The following instructions describe how to combine KURE with DoReFa-QAT method to quantize ResNet-18 model to 4-bits (weights and activations) with ImageNet dataset. The same can be applied on any other NN architecture
1. combine KURE with DoReFa-ResNet-18
```
$ cd distiller/examples/classifier_compression
$ python3 compress_classifier.py -a resnet18 -p 50 -b 256 <ImageNet-Path> --epochs 90 --compress=../quantization/quant_aware_train/quant_aware_train_dorefa_a4w4_resnet18_last_relu_null_lr_scheduler.yaml --w-kurtosis --weight-name all --w-lambda-kurtosis 1.0 --w-kurtosis-target 1.8 --kurtosis-mode=avg --pretrained -j 22 --lr 0.001 --vs 0 --gpu 0
```
The Checkpoint of the fine-tuned model is in: distiller/examples/classifier_compression/logs/<checkpoint_dir>

2. Bit-width comparison

a)
```
$ cd distiller/distiller/quantization
$ python3 sensitivity_analysis_different_bit_width_qat_dorefa_models.py -a resnet18 -p 50 -b 256 <ImageNet-Path> --epochs 110 --resume=distiller/examples/classifier_compression/logs/<checkpoint_dir>/best.pth.tar --gpu 0 --effective-test-size 1.0 -exp resnet18_bit_width_dorefa_qat
```


3. Robustness to quantization step size perturbation

a)
```
$ cd distiller/distiller/quantization
$ python3 sensitivity_analysis_qat_dorefa_models.py -a resnet18 -p 50 -b 256 <ImageNet-Path> --epochs 110 --resume=distiller/examples/classifier_compression/logs/<checkpoint_dir>/best.pth.tar --gpu 0 --min_ratio 0.7 --max_ratio 1.3 --gr 21 --effective-test-size 0.1 -exp resnet18_dorefa_qat_w4a4_scale_changes
```

b) results are saved in 'resnet18_dorefa_qat_w4a4_scale_changes' directory. Example for plots can be found in nn_quantization_pytorch/nn-quantization-pytorch/jupyter/NIPS2020_experiments.ipynb

### Train LSQ-ResNet-18 with KURE

The following instructions describe how to combine KURE with LSQ-QAT method to quantize ResNet-50 model to 4-bits (weights only) with ImageNet dataset.

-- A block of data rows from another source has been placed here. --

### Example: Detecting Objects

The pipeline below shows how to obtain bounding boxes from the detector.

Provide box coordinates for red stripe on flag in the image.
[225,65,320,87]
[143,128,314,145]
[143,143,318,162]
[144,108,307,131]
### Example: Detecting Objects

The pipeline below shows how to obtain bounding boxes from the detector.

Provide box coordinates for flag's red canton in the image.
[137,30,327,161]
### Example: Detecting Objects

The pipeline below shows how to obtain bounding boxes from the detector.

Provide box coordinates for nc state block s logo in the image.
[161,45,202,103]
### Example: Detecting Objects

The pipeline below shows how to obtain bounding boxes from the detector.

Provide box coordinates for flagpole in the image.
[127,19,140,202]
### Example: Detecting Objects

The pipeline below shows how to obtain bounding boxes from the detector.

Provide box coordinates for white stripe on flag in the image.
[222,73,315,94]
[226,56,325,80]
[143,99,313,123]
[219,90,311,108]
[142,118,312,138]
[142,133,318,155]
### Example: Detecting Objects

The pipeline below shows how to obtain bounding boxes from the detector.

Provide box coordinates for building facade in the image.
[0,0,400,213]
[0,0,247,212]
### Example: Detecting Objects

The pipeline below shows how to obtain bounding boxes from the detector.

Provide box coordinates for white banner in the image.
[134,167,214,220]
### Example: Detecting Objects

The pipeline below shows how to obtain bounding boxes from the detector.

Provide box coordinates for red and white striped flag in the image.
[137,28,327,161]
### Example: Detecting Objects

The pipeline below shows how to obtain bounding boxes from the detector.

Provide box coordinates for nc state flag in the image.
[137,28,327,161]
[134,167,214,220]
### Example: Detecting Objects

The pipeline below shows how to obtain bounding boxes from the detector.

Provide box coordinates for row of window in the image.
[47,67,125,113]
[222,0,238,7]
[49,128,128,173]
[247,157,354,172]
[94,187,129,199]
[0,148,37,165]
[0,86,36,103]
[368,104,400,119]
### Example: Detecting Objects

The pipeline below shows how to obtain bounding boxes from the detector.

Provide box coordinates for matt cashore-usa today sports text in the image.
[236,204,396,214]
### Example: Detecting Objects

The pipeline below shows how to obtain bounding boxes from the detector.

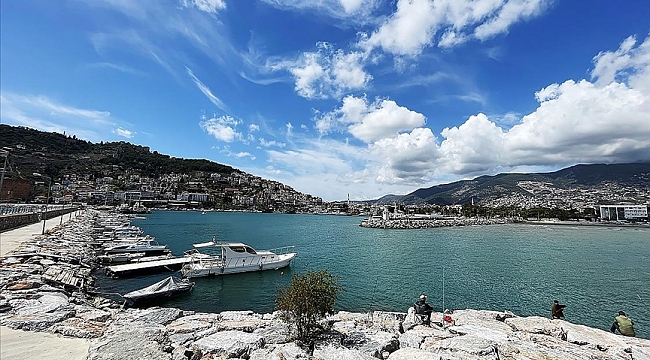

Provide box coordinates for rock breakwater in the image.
[0,212,650,360]
[359,218,521,229]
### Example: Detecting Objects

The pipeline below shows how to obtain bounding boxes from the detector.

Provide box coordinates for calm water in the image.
[93,211,650,338]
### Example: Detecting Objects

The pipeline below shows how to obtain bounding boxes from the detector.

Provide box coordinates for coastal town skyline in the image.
[0,0,650,201]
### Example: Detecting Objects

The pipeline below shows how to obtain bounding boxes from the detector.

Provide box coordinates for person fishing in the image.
[413,294,433,325]
[610,310,636,337]
[551,300,566,320]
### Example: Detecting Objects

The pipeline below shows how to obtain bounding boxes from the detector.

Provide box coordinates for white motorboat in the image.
[124,276,194,303]
[104,239,170,255]
[181,240,298,278]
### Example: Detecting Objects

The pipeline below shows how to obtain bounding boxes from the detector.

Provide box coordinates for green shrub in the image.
[275,270,345,341]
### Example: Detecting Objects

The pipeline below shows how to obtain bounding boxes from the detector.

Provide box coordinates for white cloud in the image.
[113,127,135,139]
[271,42,372,99]
[234,151,255,160]
[370,128,440,185]
[432,34,650,174]
[359,0,551,56]
[260,138,287,148]
[199,115,243,142]
[262,0,381,23]
[185,67,228,111]
[181,0,226,14]
[316,96,426,143]
[591,36,650,92]
[302,33,650,198]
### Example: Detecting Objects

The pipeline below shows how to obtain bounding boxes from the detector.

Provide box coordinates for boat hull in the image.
[181,253,297,278]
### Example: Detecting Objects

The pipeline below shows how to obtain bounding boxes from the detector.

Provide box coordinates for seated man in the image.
[413,294,433,325]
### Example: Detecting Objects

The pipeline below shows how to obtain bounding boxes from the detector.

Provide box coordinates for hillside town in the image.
[0,167,650,221]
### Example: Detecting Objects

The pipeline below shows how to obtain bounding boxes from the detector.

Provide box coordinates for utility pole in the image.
[0,148,9,200]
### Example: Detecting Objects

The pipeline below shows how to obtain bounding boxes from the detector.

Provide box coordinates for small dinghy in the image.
[124,276,194,303]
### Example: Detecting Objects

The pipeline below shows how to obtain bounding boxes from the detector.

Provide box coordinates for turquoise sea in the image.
[97,211,650,338]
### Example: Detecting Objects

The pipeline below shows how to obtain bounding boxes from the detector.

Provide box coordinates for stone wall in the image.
[0,208,77,232]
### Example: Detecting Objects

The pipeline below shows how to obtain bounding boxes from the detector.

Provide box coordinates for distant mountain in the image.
[376,163,650,205]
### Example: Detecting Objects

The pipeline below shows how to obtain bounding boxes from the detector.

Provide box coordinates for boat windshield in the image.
[229,246,257,254]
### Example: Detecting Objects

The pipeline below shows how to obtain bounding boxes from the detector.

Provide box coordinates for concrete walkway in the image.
[0,212,90,360]
[0,212,77,256]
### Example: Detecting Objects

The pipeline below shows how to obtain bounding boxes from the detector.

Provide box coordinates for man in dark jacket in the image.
[610,311,636,337]
[413,294,433,325]
[551,300,566,320]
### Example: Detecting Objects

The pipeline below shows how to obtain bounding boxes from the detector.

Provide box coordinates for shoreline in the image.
[0,210,650,360]
[359,218,650,230]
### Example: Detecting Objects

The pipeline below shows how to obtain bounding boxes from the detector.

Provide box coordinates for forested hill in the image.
[0,124,241,178]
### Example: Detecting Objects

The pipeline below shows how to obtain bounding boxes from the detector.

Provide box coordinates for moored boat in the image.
[123,276,194,303]
[181,240,298,278]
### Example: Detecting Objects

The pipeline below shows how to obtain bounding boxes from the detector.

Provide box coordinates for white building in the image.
[600,205,648,221]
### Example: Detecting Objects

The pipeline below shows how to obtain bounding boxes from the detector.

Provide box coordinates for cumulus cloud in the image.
[181,0,226,14]
[432,34,650,174]
[316,95,426,143]
[308,37,650,195]
[370,128,440,185]
[113,127,135,139]
[271,42,372,99]
[262,0,380,23]
[359,0,551,56]
[260,138,287,148]
[199,115,243,142]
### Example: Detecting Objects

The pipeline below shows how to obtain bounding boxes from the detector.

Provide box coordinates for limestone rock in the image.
[249,343,309,360]
[50,317,106,339]
[0,311,74,331]
[87,328,171,360]
[314,345,377,360]
[388,348,453,360]
[253,321,291,344]
[192,331,264,357]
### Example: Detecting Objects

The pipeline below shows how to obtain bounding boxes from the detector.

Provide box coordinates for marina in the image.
[105,257,192,277]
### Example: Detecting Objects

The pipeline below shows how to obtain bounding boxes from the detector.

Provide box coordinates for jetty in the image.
[105,257,192,277]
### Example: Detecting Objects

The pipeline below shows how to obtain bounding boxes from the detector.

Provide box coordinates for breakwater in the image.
[0,211,650,360]
[359,217,521,229]
[0,208,77,232]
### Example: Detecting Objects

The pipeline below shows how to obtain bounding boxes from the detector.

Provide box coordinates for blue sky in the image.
[0,0,650,201]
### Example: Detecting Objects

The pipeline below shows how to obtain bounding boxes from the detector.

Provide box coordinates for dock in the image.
[106,257,192,277]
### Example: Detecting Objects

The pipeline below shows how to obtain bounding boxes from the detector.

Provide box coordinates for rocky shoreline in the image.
[359,218,521,229]
[0,211,650,360]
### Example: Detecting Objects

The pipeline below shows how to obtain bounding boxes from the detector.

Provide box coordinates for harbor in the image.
[0,211,650,360]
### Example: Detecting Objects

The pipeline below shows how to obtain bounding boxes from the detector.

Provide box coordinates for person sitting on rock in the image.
[413,294,433,325]
[610,311,636,337]
[551,300,566,320]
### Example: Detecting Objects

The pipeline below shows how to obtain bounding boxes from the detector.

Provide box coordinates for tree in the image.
[275,270,345,341]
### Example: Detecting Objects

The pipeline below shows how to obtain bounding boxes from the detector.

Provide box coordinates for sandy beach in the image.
[0,215,90,360]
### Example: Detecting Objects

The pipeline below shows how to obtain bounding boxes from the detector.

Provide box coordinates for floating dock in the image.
[106,257,192,277]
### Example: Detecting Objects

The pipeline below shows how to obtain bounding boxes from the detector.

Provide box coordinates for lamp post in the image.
[34,173,52,235]
[0,148,9,200]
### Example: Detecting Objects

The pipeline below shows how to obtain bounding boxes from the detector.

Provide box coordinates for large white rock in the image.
[314,345,377,360]
[192,331,264,357]
[249,343,309,360]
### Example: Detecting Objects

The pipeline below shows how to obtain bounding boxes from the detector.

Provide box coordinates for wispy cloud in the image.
[269,42,372,99]
[87,62,147,76]
[185,67,228,112]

The same can be applied on any other NN architecture
1. combine KURE with LSQ-ResNet-50

a)
```
$ cd /nn_quantization_pytorch/nn-quantization-pytorch
```

b)
set __IMAGENET_DEFAULT_PATH in file nn_quantization_pytorch/nn-quantization-pytorch/utils/data.py to your local dataset directory

c)
```
$ python3 quantization/qat/cnn_classifier_train_kurtosis.py -a resnet18 --custom_resnet --dataset imagenet -b 128 --gpu_ids 0 --lr 0.001 --lr_step 20 -q -bw 4 -ba 4 -ep 60 -exp temp --qtype lsq  --w-kurtosis --weight-name all --w-lambda-kurtosis 1.0 --w-kurtosis-target 1.8 --pretrained
```

The Checkpoint of the fine-tuned model is in : nn_quantization_pytorch/nn-quantization-pytorch/mxt-sim/ckpt/resnet18/<checkpoint_dir>

2. model quantization (-evaluate flag) to different bit-widths as well
```
$ python3 quantization/qat/cnn_classifier_train.py -a resnet18 --custom_resnet --dataset imagenet -b 128 --gpu_ids 0 --lr 0.01 --lr_step 20 -q -bw 3 -ep 90 -exp resnet18_lsq_w3 --qtype lsq --evaluate --datapath <ImageNet-Path> --resume=nn_quantization_pytorch/nn-quantization-pytorch/mxt-sim/ckpt/resnet18/<checkpoint_dir>/model_best.pth.tar
```

## Jupyter notebook

in nn_quantization_pytorch/nn-quantization-pytorch/jupyter/NIPS2020_experiments.ipynb you can find plots of the experiments results we showed in the paper.